Memoirs of a Teenage Amnesiac(41)
“Maybe I’ll have to take you to California sometime?”
“What’s in California?”
“Kick-ass waves. I’m an amateur surfer and the Atlantic don’t really cut it,” he said. “My dad is, too. He lives in L.A.”
“Are you from there?”
“The thing is, I’m not really from anywhere, you know what I mean?”
I did.
“But yeah, I lived there for a while. Until I came here to live with my mom and my grandfather, and…I’d like to go back there for school. To the film program at USC, if I get in.”
On the way to the restaurant, it had started to snow.
By the time the movie was over, the town was a different place, the negative image of itself. I felt almost newborn myself, like it was my first winter ever.
“I wonder if there’s enough snow on the steps at school for us to go sledding,” James said.
We left his car at the movie theater and walked over to Tom Purdue, which was about a mile away. I was freezing, but I didn’t care. I bet the weather was worse in Kratovo.
We trudged across the campus to the entrance of Tom Purdue. We stood at the bottom of the steps, which were entirely blanketed by snow.
“This is where we met,” I pointed out.
“The lengths a girl will go to to meet a boy,” he deadpanned. “We need sleds.”
I told him I didn’t know where we could find any.
“No, like cafeteria trays or garbage can lids or something. Unfortunately, school’s closed.”
Luckily, I had my yearbook keys. I ran inside and located two plastic lids right in the front hallway.
“Let’s go,” I said. I didn’t bother to mention to James that I was supposed to be avoiding sports on account of my head. I didn’t really care.
My first few times down the hill I couldn’t really control the “sled,” and I got sent down at strange angles.
James was better than me. He showed me how to position my body and back so that I was in the middle and leaning forward. My next attempts were better.
“Who needs the Pacific?” he yelled.
We sledded down the steps until eleven-thirty. It was like meeting him over and over again.
We sledded until I couldn’t even make one more trip up the stairs. My cheeks were flushed, my lips were chapped, and every part of me was wet or sticky with snow. I was so cold, I was past feeling cold at all. I lay down in the snow at the bottom of the stairs. I felt like I was becoming an ice person and that when it became warm again, I would probably melt and disappear.
James kept sledding even after I had stopped. He went up and down five or six more times before parking himself at my feet. For the longest time he only looked at me.
“Lying there, you look like an angel,” he said softly.
I didn’t speak.
“Funny thing is, I don’t believe in angels.”
He offered me his hand, and we walked back to my house in the bright, early hours of Sunday.
He kissed me when we got to the door, and even though it was late, I invited him inside. Dad had gone out with Rosa Rivera, and for all I knew he was probably snowed in somewhere or other. James was shivering nearly as much as me at this point.
I brought him some clothes from Dad’s closet and he changed into them. “I’ll get my dad to drive you to your car when he gets back.”
James nodded and sat down at our kitchen table.
“Seventeen,” he said. “You’re still a baby.”
“Why? How old are you?”
“I’ll be nineteen in February.”
“That’s not that old.”
“Feels plenty old to me sometimes,” he said. “I was held back a grade.” He shrugged.

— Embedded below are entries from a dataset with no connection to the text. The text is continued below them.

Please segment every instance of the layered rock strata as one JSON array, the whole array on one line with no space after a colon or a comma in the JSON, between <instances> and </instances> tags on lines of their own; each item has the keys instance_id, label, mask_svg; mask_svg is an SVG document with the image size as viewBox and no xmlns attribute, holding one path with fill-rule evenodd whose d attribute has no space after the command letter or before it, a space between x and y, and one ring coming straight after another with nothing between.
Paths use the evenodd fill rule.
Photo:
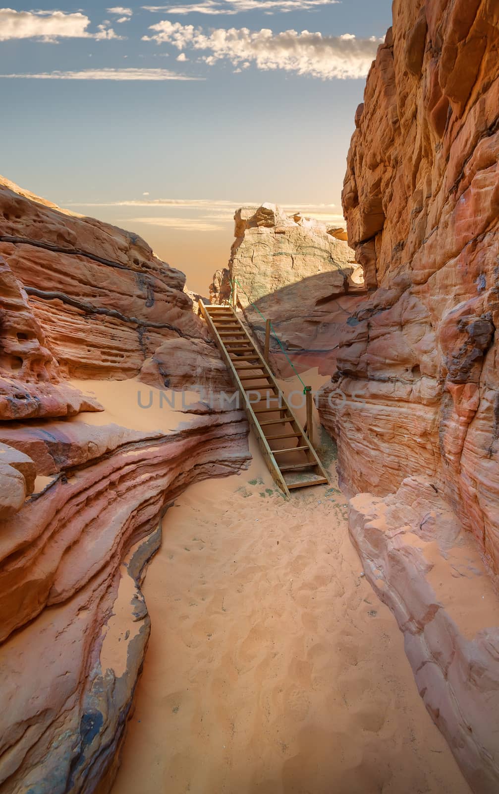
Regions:
<instances>
[{"instance_id":1,"label":"layered rock strata","mask_svg":"<svg viewBox=\"0 0 499 794\"><path fill-rule=\"evenodd\" d=\"M421 694L474 790L492 792L497 615L470 590L478 617L465 642L425 583L435 561L423 564L406 538L424 531L438 493L499 572L499 10L488 0L395 0L393 11L343 192L349 243L374 291L349 320L320 413L339 441L344 485L376 497L352 500L351 531L405 632Z\"/></svg>"},{"instance_id":2,"label":"layered rock strata","mask_svg":"<svg viewBox=\"0 0 499 794\"><path fill-rule=\"evenodd\" d=\"M248 424L196 395L225 368L185 277L140 237L3 180L0 257L0 792L106 792L160 519L189 483L247 465ZM138 377L101 405L69 376ZM141 411L140 381L173 407ZM75 415L105 407L124 426Z\"/></svg>"},{"instance_id":3,"label":"layered rock strata","mask_svg":"<svg viewBox=\"0 0 499 794\"><path fill-rule=\"evenodd\" d=\"M263 204L237 210L234 234L228 267L213 276L212 302L228 300L237 279L238 306L262 345L263 318L272 322L274 370L291 374L284 349L298 371L318 367L332 375L338 342L349 335L347 321L365 295L344 230Z\"/></svg>"}]
</instances>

I smiled at him. “I’ve heard the rumors about you, you know?”
“Oh yeah, like what?”
I listed the most interesting ones: 1) he used drugs, 2) he went crazy over some girl at his old school, and 3) he had tried to kill himself and had been in a hospital.
James ran his fingers through his hair, which was still damp from the snow. “All true. Technically, the drugs were prescribed. And technically, I may have tried to kill myself twice, but basically all true. Does it matter?” His voice had changed. “Think. Think before you answer. It’s allowed to matter.”

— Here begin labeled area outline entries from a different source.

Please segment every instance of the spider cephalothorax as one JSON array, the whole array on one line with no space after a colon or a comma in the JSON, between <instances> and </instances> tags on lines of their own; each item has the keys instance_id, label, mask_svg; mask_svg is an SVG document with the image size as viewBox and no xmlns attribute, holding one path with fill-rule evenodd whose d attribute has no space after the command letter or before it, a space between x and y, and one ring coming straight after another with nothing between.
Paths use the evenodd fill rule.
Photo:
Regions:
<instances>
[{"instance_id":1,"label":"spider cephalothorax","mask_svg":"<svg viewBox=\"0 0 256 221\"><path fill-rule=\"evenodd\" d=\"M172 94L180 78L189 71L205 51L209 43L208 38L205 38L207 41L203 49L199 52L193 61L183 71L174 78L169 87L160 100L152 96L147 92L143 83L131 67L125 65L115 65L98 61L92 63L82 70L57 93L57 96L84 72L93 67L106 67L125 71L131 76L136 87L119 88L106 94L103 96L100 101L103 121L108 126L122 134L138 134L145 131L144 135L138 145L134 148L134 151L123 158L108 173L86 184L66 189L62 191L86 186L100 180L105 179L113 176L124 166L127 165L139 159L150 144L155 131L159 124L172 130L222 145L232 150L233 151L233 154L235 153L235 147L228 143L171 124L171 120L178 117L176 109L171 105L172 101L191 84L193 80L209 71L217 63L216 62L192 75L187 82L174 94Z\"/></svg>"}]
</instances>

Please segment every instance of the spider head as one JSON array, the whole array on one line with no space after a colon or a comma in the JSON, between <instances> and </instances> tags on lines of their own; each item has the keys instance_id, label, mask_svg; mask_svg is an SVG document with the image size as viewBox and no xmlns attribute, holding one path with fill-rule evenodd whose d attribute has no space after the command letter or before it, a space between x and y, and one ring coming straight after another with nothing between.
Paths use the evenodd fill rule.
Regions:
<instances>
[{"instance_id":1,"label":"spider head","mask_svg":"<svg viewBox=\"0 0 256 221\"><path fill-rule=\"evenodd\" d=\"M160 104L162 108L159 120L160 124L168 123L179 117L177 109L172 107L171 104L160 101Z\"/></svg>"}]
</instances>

I told him that it didn’t.
“I would have told you, but it’s not something I like to talk about when I first meet someone, or ever, and also…” His eyes were turned toward the window, but I could tell he was really watching me. “I wanted you to like me.”
“Why?”
“You seemed like a person who it might be nice to be liked by. I haven’t thought that about anybody for a while.” I had thought the same thing about him.
I put my arm around him. Neither of us moved or spoke for the longest time. “I can leave now,” he said, “and then we could just go on from there. Friends, maybe?”
I took his face in my hands and I told him none of it mattered to me at all.
That’s when he told me everything. For a guy who said “screw the past,” James certainly had a lot of it.
It had all started the year his brother died of lung cancer. James was fifteen. Sasha was eighteen, the same age James was now.